The system converges (with the Broyden algorithm) in about 15 steps. During the process, forces on all atoms are computed, but only those on non-constrained atoms enter into the check for convergence (the maximum absolute value of any component of these forces is what grep constrained OUT prints).

There are many options for the specification of relaxation constraints in SIESTA, including features such as fixing a group of atoms (‘molecule’) to move rigidly together, constraining cell vector sizes or angles, etc. You should check the manual to get more information.

Z-matrix constraints

Hint

Enter the 05-h2o_zmatrix directory

Sometimes the important structural degrees of freedom that we want to optimize are not easily represented in cartesian coordinates. In molecules, for example, bond lengths, angles, and torsion angles are much more relevant than particular values of the cartesian coordinates. For many years, chemists have used more appropriate ways to represent molecular structure, and the Zmatrix is one of them. Consider this block in file h2oZ.fdf:

%block Zmatrix
molecule_cartesian
  1 0 0 0   0.0 0.0 0.0 0 0 0
  2 1 0 0   HO1 90.0 37.743919 1 0 0
  2 1 2 0   HO2 HOH 90.0 1 1 0
variables
    HO1 1.0
    HO2 1.0
    HOH 106.0
%endblock Zmatrix

which represents the structure of a water molecule by giving the cartesian coordinates of the oxygen atom (placed at the origin), but using essentially bond-lengths (HO1 and HO2), and the HOH angle for the H atoms, instead of coordinates. (There are other pieces of data that can be explained by looking in the manual.).

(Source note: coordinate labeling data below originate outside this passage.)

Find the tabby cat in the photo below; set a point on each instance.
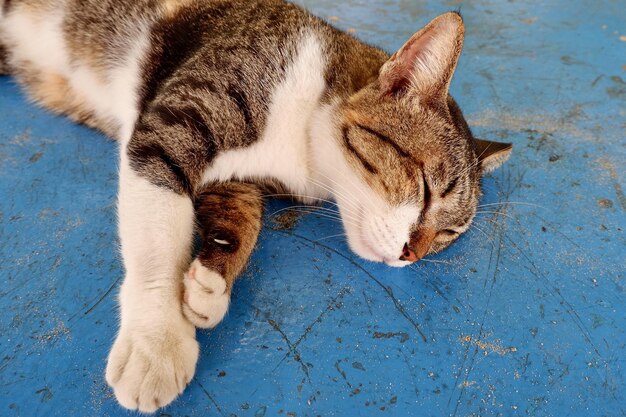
(216, 102)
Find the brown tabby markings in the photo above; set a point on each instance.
(229, 215)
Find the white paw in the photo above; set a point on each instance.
(148, 370)
(206, 300)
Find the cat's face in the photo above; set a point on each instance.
(413, 182)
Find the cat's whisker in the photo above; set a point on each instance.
(314, 210)
(292, 195)
(496, 213)
(490, 238)
(506, 203)
(330, 237)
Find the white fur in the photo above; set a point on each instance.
(206, 300)
(36, 39)
(155, 353)
(282, 152)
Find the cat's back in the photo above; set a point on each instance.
(102, 61)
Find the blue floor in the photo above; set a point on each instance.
(524, 316)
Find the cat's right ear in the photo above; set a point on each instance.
(424, 66)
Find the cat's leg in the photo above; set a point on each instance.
(229, 218)
(155, 353)
(4, 64)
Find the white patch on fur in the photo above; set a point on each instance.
(206, 299)
(155, 353)
(282, 152)
(37, 40)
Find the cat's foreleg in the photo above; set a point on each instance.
(155, 353)
(229, 220)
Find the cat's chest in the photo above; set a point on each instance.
(282, 151)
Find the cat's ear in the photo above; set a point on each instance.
(492, 154)
(425, 64)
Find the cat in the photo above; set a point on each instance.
(216, 103)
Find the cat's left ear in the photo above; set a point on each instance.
(492, 154)
(424, 66)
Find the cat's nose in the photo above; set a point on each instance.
(408, 254)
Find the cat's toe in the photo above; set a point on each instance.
(206, 299)
(149, 369)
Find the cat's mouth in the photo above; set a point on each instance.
(365, 248)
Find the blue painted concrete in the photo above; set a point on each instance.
(524, 316)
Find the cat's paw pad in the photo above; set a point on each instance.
(148, 370)
(205, 300)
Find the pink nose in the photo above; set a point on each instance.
(408, 254)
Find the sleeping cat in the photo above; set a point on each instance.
(216, 102)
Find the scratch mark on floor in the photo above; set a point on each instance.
(399, 307)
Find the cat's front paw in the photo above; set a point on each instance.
(148, 370)
(206, 299)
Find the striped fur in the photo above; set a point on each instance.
(213, 101)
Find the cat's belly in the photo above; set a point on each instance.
(283, 152)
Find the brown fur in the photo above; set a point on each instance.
(229, 212)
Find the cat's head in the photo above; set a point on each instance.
(412, 182)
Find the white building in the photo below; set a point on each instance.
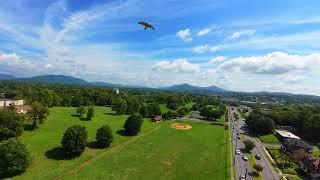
(10, 102)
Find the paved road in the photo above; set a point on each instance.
(268, 172)
(242, 167)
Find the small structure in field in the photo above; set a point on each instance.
(308, 163)
(157, 118)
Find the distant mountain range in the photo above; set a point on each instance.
(187, 88)
(62, 79)
(194, 89)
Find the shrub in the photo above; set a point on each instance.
(74, 140)
(104, 136)
(133, 124)
(14, 157)
(258, 167)
(11, 124)
(81, 110)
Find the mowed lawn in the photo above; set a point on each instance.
(43, 143)
(166, 153)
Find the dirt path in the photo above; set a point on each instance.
(92, 160)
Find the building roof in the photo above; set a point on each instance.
(287, 134)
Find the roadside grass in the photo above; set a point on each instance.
(290, 168)
(316, 152)
(44, 142)
(199, 153)
(252, 162)
(270, 138)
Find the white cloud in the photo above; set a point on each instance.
(217, 59)
(177, 66)
(201, 48)
(239, 34)
(185, 35)
(9, 56)
(206, 48)
(215, 48)
(204, 31)
(273, 63)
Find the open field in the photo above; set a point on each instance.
(158, 152)
(164, 108)
(167, 153)
(43, 142)
(270, 138)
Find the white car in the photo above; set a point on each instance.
(245, 158)
(238, 152)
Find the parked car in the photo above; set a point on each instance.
(257, 157)
(245, 158)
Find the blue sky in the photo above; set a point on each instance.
(239, 45)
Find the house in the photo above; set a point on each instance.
(10, 102)
(196, 115)
(116, 90)
(292, 142)
(308, 163)
(157, 118)
(19, 105)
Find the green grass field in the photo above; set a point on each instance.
(270, 138)
(158, 152)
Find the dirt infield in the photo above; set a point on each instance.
(181, 126)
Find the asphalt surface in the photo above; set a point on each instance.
(242, 167)
(268, 172)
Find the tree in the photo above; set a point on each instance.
(104, 136)
(74, 140)
(154, 109)
(144, 110)
(90, 113)
(38, 113)
(172, 106)
(183, 111)
(119, 106)
(133, 124)
(11, 124)
(81, 110)
(258, 167)
(14, 157)
(249, 145)
(311, 127)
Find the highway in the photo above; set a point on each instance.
(242, 167)
(268, 172)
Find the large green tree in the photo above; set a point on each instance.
(11, 124)
(133, 124)
(81, 110)
(104, 136)
(14, 157)
(90, 113)
(74, 140)
(119, 106)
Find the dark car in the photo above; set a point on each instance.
(257, 157)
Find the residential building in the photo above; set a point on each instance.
(292, 142)
(18, 104)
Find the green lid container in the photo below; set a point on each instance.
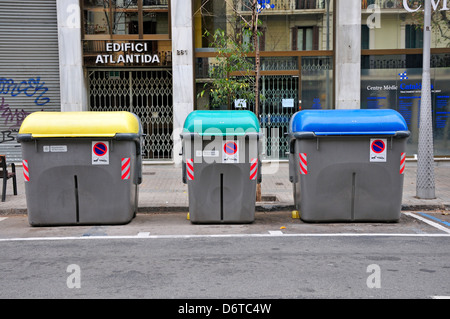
(208, 123)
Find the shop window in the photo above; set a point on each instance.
(413, 37)
(365, 37)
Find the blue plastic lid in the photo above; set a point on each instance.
(348, 122)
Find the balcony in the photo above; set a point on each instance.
(288, 6)
(382, 4)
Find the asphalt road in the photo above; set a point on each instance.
(330, 266)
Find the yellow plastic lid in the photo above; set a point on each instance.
(79, 124)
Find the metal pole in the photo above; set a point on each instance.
(425, 186)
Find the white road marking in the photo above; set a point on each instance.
(275, 232)
(266, 235)
(429, 222)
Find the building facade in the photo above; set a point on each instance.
(154, 57)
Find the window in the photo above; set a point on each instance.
(126, 19)
(305, 38)
(413, 37)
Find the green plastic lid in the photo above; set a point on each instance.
(221, 123)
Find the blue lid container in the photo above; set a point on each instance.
(348, 122)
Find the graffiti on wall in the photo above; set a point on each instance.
(13, 117)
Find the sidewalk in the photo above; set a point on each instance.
(163, 190)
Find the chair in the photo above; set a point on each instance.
(7, 175)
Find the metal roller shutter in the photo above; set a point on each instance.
(29, 66)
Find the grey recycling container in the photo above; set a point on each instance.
(221, 165)
(81, 168)
(347, 165)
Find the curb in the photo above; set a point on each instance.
(260, 207)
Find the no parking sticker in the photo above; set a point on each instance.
(230, 152)
(100, 153)
(378, 150)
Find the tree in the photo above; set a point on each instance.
(233, 52)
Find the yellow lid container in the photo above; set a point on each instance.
(79, 124)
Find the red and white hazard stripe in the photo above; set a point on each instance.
(303, 162)
(190, 169)
(26, 172)
(126, 168)
(402, 163)
(253, 168)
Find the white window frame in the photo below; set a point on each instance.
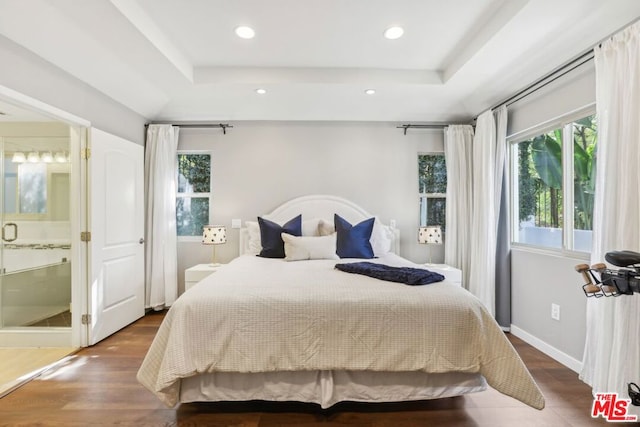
(197, 195)
(565, 123)
(430, 195)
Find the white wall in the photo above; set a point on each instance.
(28, 74)
(259, 165)
(540, 279)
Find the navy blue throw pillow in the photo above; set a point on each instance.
(271, 239)
(353, 241)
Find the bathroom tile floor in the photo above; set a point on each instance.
(59, 320)
(19, 365)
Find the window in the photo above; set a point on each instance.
(432, 184)
(550, 210)
(193, 199)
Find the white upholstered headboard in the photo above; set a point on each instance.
(317, 206)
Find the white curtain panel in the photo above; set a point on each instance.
(161, 258)
(612, 347)
(458, 154)
(488, 166)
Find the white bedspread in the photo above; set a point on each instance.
(265, 315)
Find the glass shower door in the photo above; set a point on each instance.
(35, 248)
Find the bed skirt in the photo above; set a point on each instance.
(327, 388)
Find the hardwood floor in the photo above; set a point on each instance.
(97, 386)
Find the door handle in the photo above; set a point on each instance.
(15, 231)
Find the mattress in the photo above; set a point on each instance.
(259, 315)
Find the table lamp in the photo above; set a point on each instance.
(214, 235)
(430, 235)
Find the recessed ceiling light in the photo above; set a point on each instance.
(393, 33)
(245, 32)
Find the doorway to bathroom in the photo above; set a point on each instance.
(36, 225)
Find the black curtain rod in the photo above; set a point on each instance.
(548, 79)
(222, 126)
(571, 65)
(425, 126)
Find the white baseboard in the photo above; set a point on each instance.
(557, 355)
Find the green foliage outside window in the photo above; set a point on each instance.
(432, 174)
(540, 176)
(194, 188)
(432, 184)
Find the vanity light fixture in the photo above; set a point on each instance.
(18, 157)
(245, 32)
(33, 157)
(393, 33)
(60, 157)
(47, 157)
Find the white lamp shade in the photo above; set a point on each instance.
(19, 157)
(430, 235)
(214, 234)
(60, 157)
(47, 157)
(33, 157)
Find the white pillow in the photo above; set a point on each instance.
(309, 228)
(380, 240)
(325, 227)
(381, 237)
(298, 248)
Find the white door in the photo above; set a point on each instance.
(116, 222)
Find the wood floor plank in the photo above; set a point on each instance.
(97, 386)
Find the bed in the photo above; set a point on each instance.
(279, 330)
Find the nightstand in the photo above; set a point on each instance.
(193, 275)
(453, 275)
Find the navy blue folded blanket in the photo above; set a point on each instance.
(407, 275)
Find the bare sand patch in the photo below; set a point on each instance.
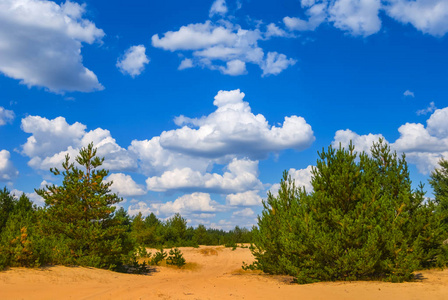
(209, 276)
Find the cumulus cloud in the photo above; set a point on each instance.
(241, 175)
(7, 169)
(124, 185)
(359, 17)
(361, 142)
(51, 140)
(41, 41)
(185, 64)
(219, 7)
(249, 198)
(275, 63)
(428, 16)
(409, 93)
(316, 12)
(139, 207)
(234, 129)
(225, 47)
(301, 177)
(432, 107)
(195, 202)
(247, 212)
(133, 62)
(6, 116)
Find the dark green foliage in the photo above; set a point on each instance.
(158, 257)
(439, 183)
(362, 221)
(176, 258)
(81, 213)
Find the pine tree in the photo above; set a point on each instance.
(362, 221)
(80, 212)
(439, 183)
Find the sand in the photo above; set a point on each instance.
(211, 273)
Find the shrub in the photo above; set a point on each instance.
(176, 258)
(362, 221)
(158, 257)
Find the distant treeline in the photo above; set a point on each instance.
(152, 232)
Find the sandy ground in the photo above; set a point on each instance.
(211, 273)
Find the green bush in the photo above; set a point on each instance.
(158, 257)
(362, 221)
(176, 258)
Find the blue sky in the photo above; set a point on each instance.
(199, 106)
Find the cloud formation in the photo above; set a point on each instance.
(51, 140)
(41, 44)
(224, 46)
(6, 116)
(362, 17)
(133, 61)
(7, 169)
(234, 129)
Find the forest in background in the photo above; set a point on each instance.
(362, 221)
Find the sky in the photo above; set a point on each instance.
(199, 106)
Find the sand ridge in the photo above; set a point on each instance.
(212, 273)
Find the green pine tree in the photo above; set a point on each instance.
(80, 212)
(362, 221)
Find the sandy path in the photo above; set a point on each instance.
(213, 273)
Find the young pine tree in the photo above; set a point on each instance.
(80, 212)
(362, 221)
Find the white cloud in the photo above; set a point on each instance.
(423, 146)
(428, 16)
(234, 68)
(6, 116)
(227, 43)
(134, 60)
(249, 198)
(273, 30)
(186, 204)
(40, 44)
(247, 212)
(7, 169)
(185, 64)
(301, 177)
(359, 17)
(140, 207)
(361, 142)
(316, 12)
(275, 63)
(409, 93)
(234, 129)
(124, 185)
(241, 175)
(219, 7)
(51, 140)
(195, 37)
(432, 107)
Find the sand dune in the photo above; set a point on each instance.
(212, 273)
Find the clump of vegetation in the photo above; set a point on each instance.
(158, 257)
(176, 258)
(77, 226)
(362, 221)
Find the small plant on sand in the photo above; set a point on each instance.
(158, 257)
(176, 258)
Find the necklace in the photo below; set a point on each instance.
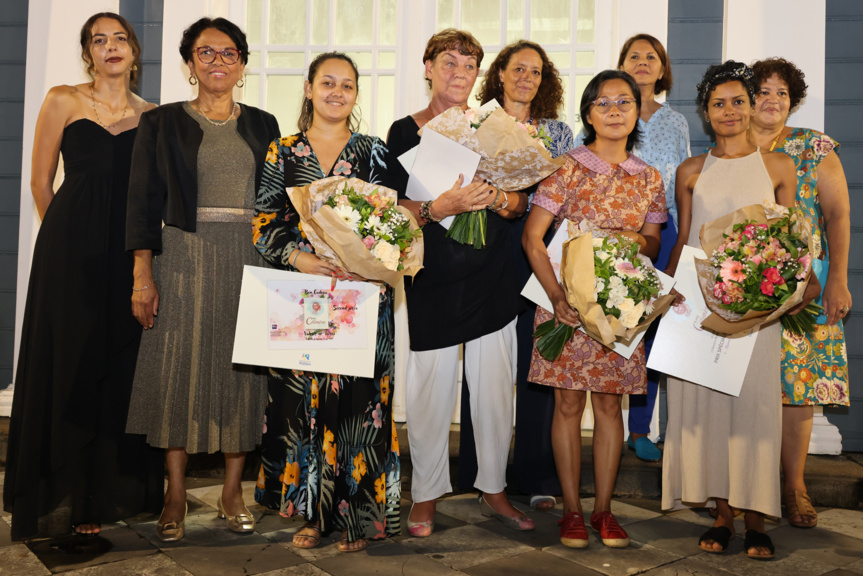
(213, 122)
(96, 112)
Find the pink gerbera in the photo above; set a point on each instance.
(732, 271)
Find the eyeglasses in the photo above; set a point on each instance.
(604, 105)
(207, 55)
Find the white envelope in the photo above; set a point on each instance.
(436, 167)
(685, 350)
(252, 337)
(534, 291)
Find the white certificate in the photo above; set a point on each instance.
(436, 167)
(534, 291)
(685, 350)
(293, 320)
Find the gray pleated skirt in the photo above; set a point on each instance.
(187, 393)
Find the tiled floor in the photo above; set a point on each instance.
(464, 542)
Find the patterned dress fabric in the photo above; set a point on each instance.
(664, 144)
(614, 197)
(330, 450)
(814, 365)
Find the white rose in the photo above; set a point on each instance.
(349, 216)
(388, 254)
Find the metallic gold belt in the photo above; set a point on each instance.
(241, 215)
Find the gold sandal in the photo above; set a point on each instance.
(797, 503)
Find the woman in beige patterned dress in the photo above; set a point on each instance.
(722, 448)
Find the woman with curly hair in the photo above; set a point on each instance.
(814, 365)
(722, 450)
(526, 83)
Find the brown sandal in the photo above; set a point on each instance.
(797, 503)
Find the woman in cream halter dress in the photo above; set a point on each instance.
(719, 449)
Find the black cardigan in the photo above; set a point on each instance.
(163, 184)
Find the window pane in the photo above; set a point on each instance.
(386, 59)
(287, 22)
(286, 60)
(584, 60)
(320, 21)
(363, 60)
(586, 15)
(252, 90)
(253, 21)
(386, 105)
(482, 19)
(284, 96)
(254, 60)
(354, 21)
(560, 60)
(549, 21)
(387, 22)
(514, 20)
(445, 14)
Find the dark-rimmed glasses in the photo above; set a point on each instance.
(604, 105)
(207, 55)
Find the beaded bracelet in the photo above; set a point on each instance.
(425, 212)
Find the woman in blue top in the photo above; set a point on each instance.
(526, 83)
(664, 144)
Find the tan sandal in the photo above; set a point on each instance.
(797, 503)
(310, 535)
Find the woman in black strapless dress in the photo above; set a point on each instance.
(69, 461)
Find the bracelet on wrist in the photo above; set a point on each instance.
(425, 212)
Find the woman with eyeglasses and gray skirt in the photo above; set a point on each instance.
(195, 168)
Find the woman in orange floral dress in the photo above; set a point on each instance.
(604, 183)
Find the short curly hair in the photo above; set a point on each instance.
(452, 39)
(787, 72)
(663, 84)
(718, 74)
(549, 97)
(194, 31)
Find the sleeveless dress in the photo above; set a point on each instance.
(716, 445)
(814, 365)
(67, 447)
(187, 392)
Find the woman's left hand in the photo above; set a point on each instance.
(836, 301)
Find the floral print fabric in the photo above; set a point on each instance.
(815, 365)
(329, 450)
(614, 197)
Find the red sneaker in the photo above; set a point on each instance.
(573, 533)
(609, 530)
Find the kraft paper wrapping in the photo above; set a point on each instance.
(724, 321)
(511, 158)
(578, 279)
(337, 243)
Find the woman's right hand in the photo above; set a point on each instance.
(563, 311)
(309, 263)
(475, 196)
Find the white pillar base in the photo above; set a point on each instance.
(6, 401)
(825, 438)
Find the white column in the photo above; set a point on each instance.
(53, 57)
(755, 30)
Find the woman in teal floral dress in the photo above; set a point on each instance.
(815, 365)
(329, 449)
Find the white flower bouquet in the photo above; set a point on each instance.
(360, 228)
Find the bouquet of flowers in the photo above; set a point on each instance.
(513, 156)
(758, 269)
(614, 288)
(360, 228)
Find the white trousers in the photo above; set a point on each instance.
(430, 396)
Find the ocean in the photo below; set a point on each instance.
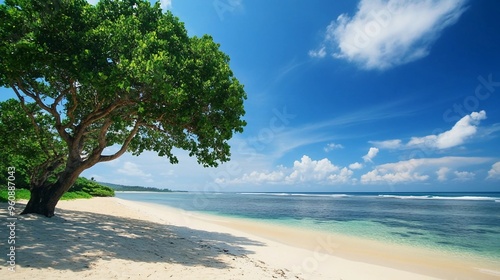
(463, 224)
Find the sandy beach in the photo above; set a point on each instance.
(111, 238)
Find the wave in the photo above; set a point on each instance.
(300, 194)
(486, 198)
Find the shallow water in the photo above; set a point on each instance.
(465, 224)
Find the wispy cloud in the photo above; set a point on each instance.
(303, 171)
(383, 34)
(132, 169)
(418, 170)
(332, 146)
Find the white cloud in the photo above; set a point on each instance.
(417, 170)
(457, 135)
(383, 34)
(320, 53)
(304, 171)
(132, 169)
(388, 144)
(494, 172)
(355, 166)
(464, 175)
(462, 131)
(372, 153)
(332, 146)
(442, 173)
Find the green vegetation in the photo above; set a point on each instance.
(91, 187)
(121, 72)
(83, 188)
(123, 188)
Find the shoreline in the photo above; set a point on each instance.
(114, 238)
(435, 263)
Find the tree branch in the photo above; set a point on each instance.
(51, 110)
(125, 145)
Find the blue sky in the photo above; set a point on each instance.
(351, 96)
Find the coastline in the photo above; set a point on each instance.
(113, 238)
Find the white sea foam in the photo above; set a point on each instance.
(441, 197)
(301, 194)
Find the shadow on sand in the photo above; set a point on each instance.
(74, 240)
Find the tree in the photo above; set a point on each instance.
(27, 144)
(123, 73)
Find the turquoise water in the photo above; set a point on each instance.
(464, 224)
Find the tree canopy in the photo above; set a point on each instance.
(121, 72)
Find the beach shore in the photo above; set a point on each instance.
(111, 238)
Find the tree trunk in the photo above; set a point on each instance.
(44, 198)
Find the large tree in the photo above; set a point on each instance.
(123, 73)
(28, 144)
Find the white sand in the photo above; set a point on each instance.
(110, 238)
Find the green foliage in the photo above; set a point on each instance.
(25, 147)
(25, 195)
(120, 72)
(19, 194)
(91, 187)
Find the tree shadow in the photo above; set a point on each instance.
(74, 240)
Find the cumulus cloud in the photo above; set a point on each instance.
(494, 172)
(388, 144)
(355, 166)
(372, 153)
(464, 175)
(333, 146)
(132, 169)
(457, 135)
(383, 34)
(417, 170)
(305, 170)
(442, 173)
(320, 53)
(461, 132)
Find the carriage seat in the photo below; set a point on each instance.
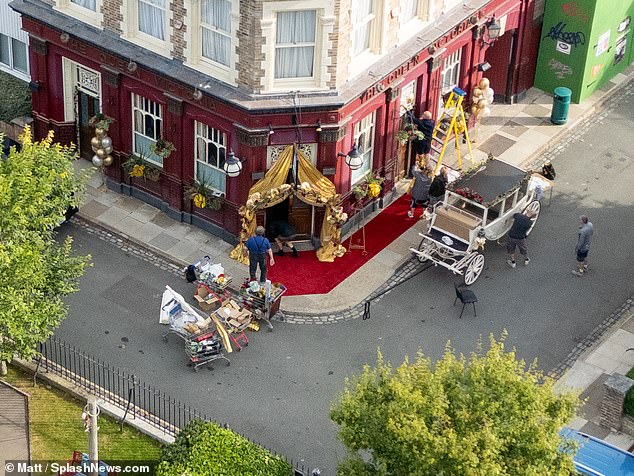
(456, 222)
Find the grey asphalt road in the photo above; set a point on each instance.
(278, 390)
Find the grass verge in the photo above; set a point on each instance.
(57, 428)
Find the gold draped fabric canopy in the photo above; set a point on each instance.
(313, 188)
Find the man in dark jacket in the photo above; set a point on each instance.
(522, 223)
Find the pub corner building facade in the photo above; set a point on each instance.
(254, 76)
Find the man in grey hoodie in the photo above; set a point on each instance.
(586, 231)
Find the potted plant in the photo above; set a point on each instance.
(162, 148)
(100, 121)
(203, 196)
(138, 166)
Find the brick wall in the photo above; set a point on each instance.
(179, 29)
(249, 48)
(112, 11)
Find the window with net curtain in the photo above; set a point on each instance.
(152, 17)
(363, 21)
(409, 10)
(215, 30)
(211, 150)
(295, 44)
(89, 4)
(364, 138)
(147, 126)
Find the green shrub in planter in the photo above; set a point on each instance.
(203, 449)
(15, 97)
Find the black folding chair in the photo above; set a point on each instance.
(466, 296)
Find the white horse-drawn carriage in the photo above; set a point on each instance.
(478, 206)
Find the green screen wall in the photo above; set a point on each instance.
(584, 43)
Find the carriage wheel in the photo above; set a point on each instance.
(535, 207)
(474, 269)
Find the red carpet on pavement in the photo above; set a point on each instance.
(307, 275)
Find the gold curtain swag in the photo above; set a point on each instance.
(314, 189)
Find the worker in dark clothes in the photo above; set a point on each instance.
(283, 233)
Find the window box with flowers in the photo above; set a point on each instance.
(137, 167)
(203, 196)
(162, 148)
(370, 187)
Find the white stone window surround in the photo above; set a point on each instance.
(409, 27)
(324, 27)
(193, 52)
(71, 74)
(131, 32)
(377, 42)
(85, 15)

Furthermore, these symbols represent variables, which can vary during a relaxation. We have set initially, for example, the bond-length to the ball-park value of 1 Ang, and the HOH angle to 106 degrees. If you run the example you will see how this variables are changed until relaxation within the tolerances is achieved. The tolerances themselves have a new, more appropriate form:

ZM.ForceTolLength 0.04 eV/Ang
ZM.ForceTolAngle  0.0001 eV/deg

You might want to play further with this example in several directions:

  • Fix the HOH bond angle. For this, introduce a new section constants: in the block (see the manual) and place it there.

  • Compare the results to available experimental data. Maybe you need to use a GGA functional for better results.